As Ramadan is celebrated in a nation more fractured than ever, it’s not just Muslims who could do with a little of its spirit. It is a common misconception that Ramadan is all about food. In truth, it is about starving the body to feed the soul. By temporarily depriving our bodies of what they need, we forge room for spirituality and introspection, generosity and discipline, to blossom in its place.
Maybe we could all do with more of that in our era, where the self is supreme. Self-care and selfies, self-made and self-sufficient – we live in an individualistic age where the I comes before the we. The pandemic gave us a brief respite from that, as we clapped on our doorsteps and made small talk with the people we had previously ignored. But it didn’t last long. We were soon back to avoiding eye contact on the street, and passing homeless people by as if they were invisible.
Ramadan forces Muslims to uphold the importance of community. We share food with neighbours, and give charity within our means: whether a smile to a stranger or cash to those in need. With the cost-of-living crisis so extreme that people are having to decline produce at food banks because they cannot afford the energy to cook them, imagine if it was the social norm to embody the Ramadan spirit and give so freely that, as the prophet Muhammad (peace be upon him) said, even your left hand doesn’t know what your right has given. Imagine if a family forced to choose between heating and eating opened their door to find a tray of home-cooked food on the doorstep, delivered by an anonymous neighbour.
When poverty is inflicted by the state, manufactured through budget cuts and shifting policy, it falls on us to enact change. A famous Hadith reminds us that nobody can call themselves a Muslim if their own stomach is full while their neighbour is hungry. What if we all lived by this sentiment? Wealth distribution is fundamental to the Muslim understanding of social justice. We are obliged to donate 2.5% of our wealth above a certain threshold to charity. Can you imagine the potential for change if the world’s billionaires donated even 1% of their wealth each year?

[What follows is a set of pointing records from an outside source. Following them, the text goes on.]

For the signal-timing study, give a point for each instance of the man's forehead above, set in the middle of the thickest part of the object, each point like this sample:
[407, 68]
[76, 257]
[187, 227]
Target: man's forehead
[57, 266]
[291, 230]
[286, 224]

The focus for most Muslims during Ramadan is on praying and reciting the Qur’an. Many will gather at mosques for taraweeh (additional prayers during Ramadan) and recite the Qur’an into the early hours. Prayer has been replaced in our society by its more fashionable derivative, “manifesting”: essentially prayer minus God. Whereas prayer is about submitting yourself to a higher power and striving for self-improvement, manifesting is about speaking what you want into reality. But in our time of mass consumption, does everything have to be about what we want? The pursuit of meaningless things is destroying our planet, fracturing our societies, lining the pockets of the rich and enslaving the destitute. A small few consume so much that there isn’t enough for the many. Like the fasting person who has to control their temptation, maybe we could all benefit from curbing our insatiable appetite to constantly acquire more and more.
When our body is starved of sustenance, our true nature reveals itself. Our anger, jealousy and greed are laid bare, and we are forced to grapple with them and overcome them. Popular discourse around self-care asserts that we don’t need to change ourselves – that if others don’t approve, we “cancel” them for our own contentment. But none of us is perfect: to err and to improve are what make us human. When everything revolves around the self, we stop taking accountability, striving to be better. Ramadan reminds us all that introspection is vital and healthy. Less “what do I want?” and more “how can I be better?”. Through embodying the core tenets of Ramadan, we are forced to examine how we can strive for personal and communal change. And in our increasingly hostile, polarised and unjust nation, we need that now more than ever.